Bu, bana çok tuhaf geldi. Bir heykel, başka tanrıçaların kılığına neden girsin ki? Kaldı ki birçok araştırmacıya göre büst, Ermeni Tanrıçası Anahit’e ait. Pers Tanrıçası Anahita’ya ya da Roma Tanrıçası Afrodit’e değil. Dolayısıyla bu iki olay, gölün farazi bir altın gömü uğruna yok edilmesi ve Anahit’in büstünün tarihî bir kurmacaya dahil edilmesi, yani bağlamından koparılması ve temsil ettiği değerlerin üzerinin kapatılması bana çok benzer geldi. Ben de Dipsiz Göl ve Anahit büstü üzerinden ekolojik ve kültürel mirasın benzer sebeplerle ihya edilmesini ve bunun Türkiye ve British Museum (dolayısıyla batının kültür ve sanat enstitüleri) adına ne söylediğini araştırmak istedim.
Seride özel tekniklerle oluşturduğun fotoğraflar çarpıcı görsel karakterlere sahip. Özellikle Anahit büstü için polaroidle uyguladığın teknik kendi hikâyesinden ayrı düşmesiyle de paralellik gösteriyor. Fotoğrafların formuna nasıl karar veriyorsun?

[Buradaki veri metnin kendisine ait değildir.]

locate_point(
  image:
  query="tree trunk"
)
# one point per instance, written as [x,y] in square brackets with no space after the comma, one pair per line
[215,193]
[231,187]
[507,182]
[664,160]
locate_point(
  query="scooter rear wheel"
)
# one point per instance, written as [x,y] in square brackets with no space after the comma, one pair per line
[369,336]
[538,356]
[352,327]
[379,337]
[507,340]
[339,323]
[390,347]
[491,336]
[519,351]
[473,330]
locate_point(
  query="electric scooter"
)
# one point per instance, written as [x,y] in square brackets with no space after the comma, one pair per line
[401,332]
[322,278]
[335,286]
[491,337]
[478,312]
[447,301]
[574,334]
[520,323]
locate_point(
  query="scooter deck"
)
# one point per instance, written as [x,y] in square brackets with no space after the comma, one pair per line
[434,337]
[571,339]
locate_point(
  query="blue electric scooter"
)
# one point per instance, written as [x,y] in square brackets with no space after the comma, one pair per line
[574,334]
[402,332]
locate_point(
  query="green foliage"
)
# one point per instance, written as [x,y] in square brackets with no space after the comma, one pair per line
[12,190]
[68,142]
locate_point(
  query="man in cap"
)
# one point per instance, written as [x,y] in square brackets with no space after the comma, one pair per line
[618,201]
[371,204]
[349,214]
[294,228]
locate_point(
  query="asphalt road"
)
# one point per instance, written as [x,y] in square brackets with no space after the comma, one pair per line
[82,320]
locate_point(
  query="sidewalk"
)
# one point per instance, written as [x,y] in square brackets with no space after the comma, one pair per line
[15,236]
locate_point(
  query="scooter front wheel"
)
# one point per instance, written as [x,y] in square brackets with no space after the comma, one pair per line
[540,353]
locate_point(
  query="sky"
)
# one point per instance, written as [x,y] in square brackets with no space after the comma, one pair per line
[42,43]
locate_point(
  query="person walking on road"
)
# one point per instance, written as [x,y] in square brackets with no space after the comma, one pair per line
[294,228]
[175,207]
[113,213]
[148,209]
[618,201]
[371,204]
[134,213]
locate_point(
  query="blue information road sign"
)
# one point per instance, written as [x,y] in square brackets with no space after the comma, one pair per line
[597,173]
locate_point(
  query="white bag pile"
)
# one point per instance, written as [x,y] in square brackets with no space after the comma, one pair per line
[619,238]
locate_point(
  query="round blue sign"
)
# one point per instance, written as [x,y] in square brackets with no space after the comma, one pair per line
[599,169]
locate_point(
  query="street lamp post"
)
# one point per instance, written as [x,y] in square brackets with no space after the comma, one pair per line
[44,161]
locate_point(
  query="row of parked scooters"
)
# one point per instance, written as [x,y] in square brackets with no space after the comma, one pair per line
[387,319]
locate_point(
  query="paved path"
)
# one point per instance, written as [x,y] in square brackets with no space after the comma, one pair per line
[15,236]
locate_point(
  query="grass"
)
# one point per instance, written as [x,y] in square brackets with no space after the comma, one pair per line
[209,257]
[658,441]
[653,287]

Sergide üç çeşit baskı yöntemi kullanıldı. Biri normal Fine Art baskı dediğimiz sistem, diğeri siyanotip ve sonuncusu Polaroid emülsiyon kaldırma (Polaroid emulsion lifting) denen özel bir teknik. Bu sergide oldukça soyut bir dil kurguladım ve anlatmak istediğim hikâyelere uygun teknikler seçtim. Mesela, sergide 36 adet siyanotip baskıdan oluşan bir yerleştirme var, Fırat Nehri’nin sularının fotoğraflarından oluşuyor. Anahit’e adanmış tapınaklar Hıristiyanlığa geçiş döneminde Roma İmparatorluğu tarafından yıkılmış, bildiğin gibi, yüzyıllar sonra bildiğin bütün Ermeni varlıkları da harabelere dönüşmüş durumda; bakımsızlık, istismar ve vandalizme terkedilmiş. Dolayısıyla zamanında Fırat’ın ve Munzur’un çevresinde Anahit’e inanan insanların yaşamlarından bana hayatı andıran tek şey bölgenin doğası, nehirlerin suyu. Anahit bereket, bilgelik ve su tanrıçasıydı. Siyanotip ile derin bir mavi renginde baskı elde ediyorsunuz. Pelür kâğıdına bu teknikle baskı yapmak da çok zor ve uzun süren bir süreç. Dolayısıyla üretim sürecini yavaşlatmış ve kendimi Fırat’ın suları ve Anahit düşünceleriyle iki haftayı aşkın süre geçirirken buldum.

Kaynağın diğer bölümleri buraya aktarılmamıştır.